Nikmati Kue Hidangan Khas Tahun Baru China!

Gong Xi Fa Cai! Tahun baru Imlek 2021 kali ini tetap dalam masa pandemi Covid-19 agar sebisa mungkin, rantai penularan virus berikut diputuskan. Kunjungan ke rumah-rumah sebaiknya dihindari, perihal ini dapat ditukar bersama silaturahmi melalui video call. Apalagi banyak org mencari keuangan mereka melalui jaringan internet seperti berjualan lewat olshop atau berjudi di agen sbobet. Bicara soal Imlek, tak lengkap rasanya misalnya tak mengulas hidangan-hidangan khas th. baru China yang persis bersama warna merah tersebut.

Beberapa Hidangan Khas Tahun Baru China Beserta Artinya

Jiaozi

Mungkin makanan paling populer yang mengenai bersama Tahun Baru Imlek, pangsit jiaozi dipercayai membawa kemakmuran, berkat fakta bahwa mereka muncul seperti batangan emas (yuan bao) yang digunakan sebagai mata duwit selama Dinasti Ming. Nama itu termasuk terdengar seperti kata untuk duwit kertas paling awal.

Banyak keluarga makan jiaozi terhadap Malam Tahun Baru Imlek atau terhadap hari pertama th. itu sebab itu adalah homophone berasal dari (jiaozi), mengacu terhadap peristiwa yang bersinggungan antara th. lama dan th. baru; memakannya dipercaya membawa rejeki bagi rumah tangga.

Nian Gao

Nian gao, atau lontong, terbuat berasal dari beras ketan dan terlampau populer waktu Tahun Baru Imlek, meski dapat dimakan selama tahun. Orang-orang beranggap makan nian gao selama waktu ini sebagai keberuntungan sebab namanya homophone berasal dari ‘tahun yang lebih tinggi.’

‘Nian’ (lengket) yang berarti ‘tahun,’ sedang kata ‘gao’ (kue) yang berarti ‘tinggi’ atau ‘tinggi.’ Dengan demikian, makan nian gao melambangkan peningkatan diri: mengangkat diri sendiri lebih tinggi dan melakukan lebih baik di tahun mendatang. Tekstur dari kue ini pun sangat jarang kita temu apalagi pada makanan khas Italia.

Ba bao fan

Biasanya di sajikan sebagai makanan penutup terakhir untuk makan malam Tahun Baru, nasi delapan harta terlampau populer di Selatan, dan dibikin berasal dari beras ketan yang dikukus dan dicampur bersama lemak babi, gula, dan delapan tipe buah atau kacang. Ini dapat termasuk kurma merah, biji teratai, lengkeng, kismis, kenari, kacang tanah dan banyak lagi.

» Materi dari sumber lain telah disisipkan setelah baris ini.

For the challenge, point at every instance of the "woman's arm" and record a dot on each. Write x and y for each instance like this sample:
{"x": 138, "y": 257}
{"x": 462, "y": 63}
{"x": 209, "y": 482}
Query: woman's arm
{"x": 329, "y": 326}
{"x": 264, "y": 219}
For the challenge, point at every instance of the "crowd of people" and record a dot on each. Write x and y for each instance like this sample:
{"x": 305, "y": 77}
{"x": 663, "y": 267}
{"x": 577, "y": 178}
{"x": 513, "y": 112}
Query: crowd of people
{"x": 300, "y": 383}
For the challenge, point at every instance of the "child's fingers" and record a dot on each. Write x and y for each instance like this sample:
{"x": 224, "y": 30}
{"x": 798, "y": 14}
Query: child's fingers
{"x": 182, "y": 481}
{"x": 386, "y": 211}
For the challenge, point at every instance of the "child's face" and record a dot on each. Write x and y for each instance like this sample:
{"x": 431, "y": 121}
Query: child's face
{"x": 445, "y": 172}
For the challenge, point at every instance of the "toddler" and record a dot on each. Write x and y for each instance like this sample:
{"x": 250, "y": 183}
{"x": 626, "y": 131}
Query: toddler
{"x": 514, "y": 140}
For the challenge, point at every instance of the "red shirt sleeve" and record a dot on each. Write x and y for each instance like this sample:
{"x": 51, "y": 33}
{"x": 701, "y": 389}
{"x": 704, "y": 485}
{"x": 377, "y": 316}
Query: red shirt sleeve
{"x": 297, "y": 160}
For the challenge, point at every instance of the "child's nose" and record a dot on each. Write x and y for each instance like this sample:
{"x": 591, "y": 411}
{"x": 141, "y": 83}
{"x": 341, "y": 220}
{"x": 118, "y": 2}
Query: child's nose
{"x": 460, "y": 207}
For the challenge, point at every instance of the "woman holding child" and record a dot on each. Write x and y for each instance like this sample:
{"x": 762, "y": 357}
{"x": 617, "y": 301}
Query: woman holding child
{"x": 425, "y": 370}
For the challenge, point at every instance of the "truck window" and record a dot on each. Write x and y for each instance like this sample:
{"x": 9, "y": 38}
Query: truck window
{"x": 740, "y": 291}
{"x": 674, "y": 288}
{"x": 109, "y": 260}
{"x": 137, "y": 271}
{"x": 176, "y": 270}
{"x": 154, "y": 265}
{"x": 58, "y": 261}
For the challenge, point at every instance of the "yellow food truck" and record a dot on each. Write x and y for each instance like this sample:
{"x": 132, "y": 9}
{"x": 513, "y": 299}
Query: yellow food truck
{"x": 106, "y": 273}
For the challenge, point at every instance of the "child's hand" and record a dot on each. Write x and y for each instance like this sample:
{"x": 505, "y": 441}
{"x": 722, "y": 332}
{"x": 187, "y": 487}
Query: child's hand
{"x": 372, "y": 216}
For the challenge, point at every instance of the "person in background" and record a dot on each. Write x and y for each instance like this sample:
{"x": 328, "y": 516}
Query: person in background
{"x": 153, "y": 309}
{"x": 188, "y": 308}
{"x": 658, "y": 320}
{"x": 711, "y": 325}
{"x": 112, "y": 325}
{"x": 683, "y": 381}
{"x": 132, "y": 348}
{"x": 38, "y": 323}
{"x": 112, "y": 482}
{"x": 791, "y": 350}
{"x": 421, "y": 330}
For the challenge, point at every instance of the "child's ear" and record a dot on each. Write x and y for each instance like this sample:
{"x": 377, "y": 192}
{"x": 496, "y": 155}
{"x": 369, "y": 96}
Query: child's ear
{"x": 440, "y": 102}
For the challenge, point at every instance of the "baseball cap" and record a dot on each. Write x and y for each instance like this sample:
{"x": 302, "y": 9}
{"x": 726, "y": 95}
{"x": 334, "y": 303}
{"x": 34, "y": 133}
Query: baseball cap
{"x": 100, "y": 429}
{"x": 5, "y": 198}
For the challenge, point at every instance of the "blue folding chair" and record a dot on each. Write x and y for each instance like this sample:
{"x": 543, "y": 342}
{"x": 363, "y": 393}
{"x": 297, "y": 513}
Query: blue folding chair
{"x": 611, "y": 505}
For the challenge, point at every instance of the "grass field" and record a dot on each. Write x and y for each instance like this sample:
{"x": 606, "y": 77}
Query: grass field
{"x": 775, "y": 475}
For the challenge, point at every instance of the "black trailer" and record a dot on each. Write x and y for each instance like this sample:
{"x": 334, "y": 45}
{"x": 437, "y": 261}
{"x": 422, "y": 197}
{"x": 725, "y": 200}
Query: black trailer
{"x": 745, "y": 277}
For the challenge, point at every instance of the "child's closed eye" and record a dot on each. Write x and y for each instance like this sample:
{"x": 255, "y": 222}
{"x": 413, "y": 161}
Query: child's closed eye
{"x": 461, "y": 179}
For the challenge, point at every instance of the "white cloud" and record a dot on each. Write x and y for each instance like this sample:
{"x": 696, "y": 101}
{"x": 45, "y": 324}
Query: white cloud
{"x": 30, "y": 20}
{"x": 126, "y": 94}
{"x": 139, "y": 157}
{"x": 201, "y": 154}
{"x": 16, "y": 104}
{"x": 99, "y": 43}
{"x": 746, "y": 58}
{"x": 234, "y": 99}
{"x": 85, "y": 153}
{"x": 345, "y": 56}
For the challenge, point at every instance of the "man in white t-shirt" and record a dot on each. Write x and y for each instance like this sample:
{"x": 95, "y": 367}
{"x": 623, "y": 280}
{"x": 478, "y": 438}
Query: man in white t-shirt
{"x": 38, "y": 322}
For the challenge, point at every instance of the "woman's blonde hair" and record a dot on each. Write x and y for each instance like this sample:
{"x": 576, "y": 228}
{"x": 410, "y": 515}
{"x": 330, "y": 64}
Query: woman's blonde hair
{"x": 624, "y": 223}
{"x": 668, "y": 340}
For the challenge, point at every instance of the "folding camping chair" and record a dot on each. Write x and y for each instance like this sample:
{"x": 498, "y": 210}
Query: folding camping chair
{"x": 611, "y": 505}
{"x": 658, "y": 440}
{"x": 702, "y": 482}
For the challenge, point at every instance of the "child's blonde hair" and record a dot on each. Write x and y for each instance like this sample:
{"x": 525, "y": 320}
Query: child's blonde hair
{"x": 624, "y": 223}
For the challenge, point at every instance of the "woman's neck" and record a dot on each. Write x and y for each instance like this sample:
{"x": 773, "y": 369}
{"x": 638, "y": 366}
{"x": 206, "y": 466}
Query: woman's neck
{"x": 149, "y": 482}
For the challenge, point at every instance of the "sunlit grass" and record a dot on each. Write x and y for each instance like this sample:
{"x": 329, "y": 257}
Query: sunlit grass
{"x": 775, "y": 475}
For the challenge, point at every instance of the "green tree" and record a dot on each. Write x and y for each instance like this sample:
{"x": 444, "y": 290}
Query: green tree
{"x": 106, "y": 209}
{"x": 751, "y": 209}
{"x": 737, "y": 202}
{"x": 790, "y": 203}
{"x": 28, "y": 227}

Setiap bahan makanan penutup yang penuh warna dan manis punyai arti tersendiri. Biji teratai melambangkan kehidupan pernikahan yang harmonis, kelengkeng melambangkan persatuan kembali, kurma merah melambangkan harapan punyai bayi sehat, biji labu melambangkan ‘selamat dan sehat’ dan buah-buahan lain yang diawetkan melambangkan kehidupan berlangsung mulus.